Absolutely man. Just started my sabbatical and this is a priority for me. Would like to refresh the site, get better up-to-date documentation, and ensure all reported issues are corrected.

nkallen commented 11 years ago

I implemented remote-fetch and clone in https://github.com/nodegit/nodegit/blob/wip/example/clone.js and https://github.com/nodegit/nodegit/blob/wip/example/fetch.js

It works AFAICT but -- I've not yet implemented the progress callbacks. These are the hard part. In node you are supposed to use uv_async_send to do stuff like this, but there are very few examples of how to use it http://nikhilm.github.io/uvbook/threads.html . I think I get the general idea but we'll see. It will take a couple of days.

nkallen commented 11 years ago

Alright -- I've started working on documentation. Some preliminary stuff is up here: http://www.nodegit.org/nodegit/

I hope to get the documentation fairly polished this week. I'd like to merge WIP into master after this. AFAICT, the code is of equal or greater stability than the existing master, and with documentation we're ready for the next step, which is getting broader user feedback.
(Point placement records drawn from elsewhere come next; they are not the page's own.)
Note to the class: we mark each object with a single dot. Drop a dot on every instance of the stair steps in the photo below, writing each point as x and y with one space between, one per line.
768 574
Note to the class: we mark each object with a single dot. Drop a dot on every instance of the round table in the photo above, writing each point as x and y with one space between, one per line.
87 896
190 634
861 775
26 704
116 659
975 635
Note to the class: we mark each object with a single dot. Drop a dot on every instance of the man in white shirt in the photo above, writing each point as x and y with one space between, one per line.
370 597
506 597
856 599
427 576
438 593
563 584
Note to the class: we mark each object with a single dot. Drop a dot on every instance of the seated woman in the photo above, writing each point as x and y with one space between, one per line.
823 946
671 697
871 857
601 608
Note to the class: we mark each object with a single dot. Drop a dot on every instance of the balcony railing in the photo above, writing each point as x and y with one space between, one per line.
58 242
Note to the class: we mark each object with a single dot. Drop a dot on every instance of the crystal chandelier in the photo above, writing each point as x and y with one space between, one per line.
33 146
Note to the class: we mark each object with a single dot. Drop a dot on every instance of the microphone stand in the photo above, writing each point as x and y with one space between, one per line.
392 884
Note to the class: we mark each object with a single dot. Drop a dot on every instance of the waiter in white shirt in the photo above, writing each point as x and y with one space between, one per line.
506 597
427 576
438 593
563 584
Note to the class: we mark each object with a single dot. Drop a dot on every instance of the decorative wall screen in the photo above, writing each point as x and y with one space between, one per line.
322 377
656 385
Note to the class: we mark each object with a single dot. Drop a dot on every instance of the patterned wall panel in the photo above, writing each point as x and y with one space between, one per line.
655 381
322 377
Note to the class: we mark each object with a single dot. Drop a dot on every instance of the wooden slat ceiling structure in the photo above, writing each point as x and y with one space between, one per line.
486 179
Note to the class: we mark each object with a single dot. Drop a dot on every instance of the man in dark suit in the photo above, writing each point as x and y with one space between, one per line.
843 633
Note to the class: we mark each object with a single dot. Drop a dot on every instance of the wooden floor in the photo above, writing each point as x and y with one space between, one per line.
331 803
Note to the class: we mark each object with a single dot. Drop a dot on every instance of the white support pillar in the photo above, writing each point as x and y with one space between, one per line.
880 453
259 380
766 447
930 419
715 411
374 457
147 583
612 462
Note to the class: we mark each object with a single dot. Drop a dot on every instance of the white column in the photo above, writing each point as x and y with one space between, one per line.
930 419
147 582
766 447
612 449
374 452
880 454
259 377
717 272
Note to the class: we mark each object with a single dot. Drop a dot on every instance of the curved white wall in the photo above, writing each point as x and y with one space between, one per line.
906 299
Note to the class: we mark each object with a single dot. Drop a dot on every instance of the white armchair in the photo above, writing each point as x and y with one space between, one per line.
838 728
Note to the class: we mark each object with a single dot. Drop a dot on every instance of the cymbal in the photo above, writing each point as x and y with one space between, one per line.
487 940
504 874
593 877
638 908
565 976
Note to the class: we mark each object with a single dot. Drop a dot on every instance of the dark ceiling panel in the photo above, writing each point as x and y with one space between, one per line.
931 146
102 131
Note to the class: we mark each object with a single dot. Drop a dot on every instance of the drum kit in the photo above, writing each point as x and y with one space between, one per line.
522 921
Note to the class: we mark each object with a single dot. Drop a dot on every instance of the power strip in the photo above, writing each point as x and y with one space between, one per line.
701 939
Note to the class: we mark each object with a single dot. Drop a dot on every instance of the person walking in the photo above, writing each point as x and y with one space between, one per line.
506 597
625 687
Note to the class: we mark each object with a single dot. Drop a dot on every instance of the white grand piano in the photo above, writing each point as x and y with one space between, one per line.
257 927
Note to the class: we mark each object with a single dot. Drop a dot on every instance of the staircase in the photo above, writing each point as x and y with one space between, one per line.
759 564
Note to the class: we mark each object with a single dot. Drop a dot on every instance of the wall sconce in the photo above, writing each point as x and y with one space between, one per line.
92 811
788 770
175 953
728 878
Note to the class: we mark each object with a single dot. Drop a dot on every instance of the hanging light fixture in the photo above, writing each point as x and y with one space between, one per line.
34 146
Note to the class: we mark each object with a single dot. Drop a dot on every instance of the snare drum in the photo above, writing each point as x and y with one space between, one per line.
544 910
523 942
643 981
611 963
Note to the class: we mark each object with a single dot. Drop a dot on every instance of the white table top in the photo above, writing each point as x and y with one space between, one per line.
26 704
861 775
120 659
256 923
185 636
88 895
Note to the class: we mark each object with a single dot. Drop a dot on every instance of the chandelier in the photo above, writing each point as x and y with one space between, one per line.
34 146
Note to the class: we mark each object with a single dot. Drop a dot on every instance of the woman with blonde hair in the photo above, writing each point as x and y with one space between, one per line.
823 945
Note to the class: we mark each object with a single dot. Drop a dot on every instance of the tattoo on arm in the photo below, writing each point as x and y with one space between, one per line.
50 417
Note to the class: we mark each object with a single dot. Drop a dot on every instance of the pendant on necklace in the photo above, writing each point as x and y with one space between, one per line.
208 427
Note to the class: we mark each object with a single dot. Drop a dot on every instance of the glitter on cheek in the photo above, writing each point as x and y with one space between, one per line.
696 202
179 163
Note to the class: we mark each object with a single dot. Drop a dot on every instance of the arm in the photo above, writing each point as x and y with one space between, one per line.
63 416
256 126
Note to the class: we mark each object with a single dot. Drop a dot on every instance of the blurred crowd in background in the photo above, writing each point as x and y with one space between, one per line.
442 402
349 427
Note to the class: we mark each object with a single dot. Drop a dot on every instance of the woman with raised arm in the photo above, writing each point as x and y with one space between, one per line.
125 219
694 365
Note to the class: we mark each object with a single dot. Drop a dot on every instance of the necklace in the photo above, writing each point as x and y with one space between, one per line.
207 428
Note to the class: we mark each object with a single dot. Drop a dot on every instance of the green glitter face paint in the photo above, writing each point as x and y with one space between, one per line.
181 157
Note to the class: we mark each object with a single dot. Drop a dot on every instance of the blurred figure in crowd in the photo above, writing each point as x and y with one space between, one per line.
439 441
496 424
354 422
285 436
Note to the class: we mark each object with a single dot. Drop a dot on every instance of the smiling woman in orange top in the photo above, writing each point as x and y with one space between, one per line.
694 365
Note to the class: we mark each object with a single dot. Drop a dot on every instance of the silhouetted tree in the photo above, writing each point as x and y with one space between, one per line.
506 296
tbranyen commented 11 years ago

Hey @nkallen I have a few items on my plate before we merge as well. I need to finish the installer rewrite (about 50% there). This will include Windows support. I'll worry about the binary distribution after we merge into master since that will be more work.

I also need to integrate the new logo and do some housekeeping with the examples.

tbranyen commented 11 years ago

Great job on the documentation by the way!

nkallen commented 11 years ago

Sounds good.. but let's keep the blocking tasks to a minimum -- the sooner we merge though the sooner I can fix the most important bugs. I'd rather do them while I have some momentum with this codebase. We can always add more stuff later.

nkallen commented 11 years ago

Hi Tim,

I was thinking that it might be beneficial for the community to merge the nodegit and node-gitteh projects. I know there are some differences in design philosophy, but the codegen provides a new opportunity to think through whether a compromise can be found. In particular I noticed that the maintainer of gitteh is stepping down: https://github.com/libgit2/node-gitteh/issues/68 -- this might be a good opportunity to think this through. I'm chiming in on the discussion shortly.

faceleg commented 11 years ago

:+1 so long as we don't take their name.

tbranyen commented 11 years ago

@nkallen we were asked to join the libgit2 community about two years ago when things weren't all that stable, so I declined. I think after merging the wip branch and putting a little polish we should definitely move to the libgit2 organization. We don't really need this one.

nkallen commented 11 years ago

@tbranyen what do you think of merging to master and improving the install script in another branch? i already have people using wip and it seems to be fairly stable.

tbranyen commented 11 years ago

Sounds good to me. I've got it pretty much working in Windows; hopefully I'll have a pull request at the end of the week.

nkallen commented 11 years ago

Merged to master. Will hold off on publishing a new package till your merge.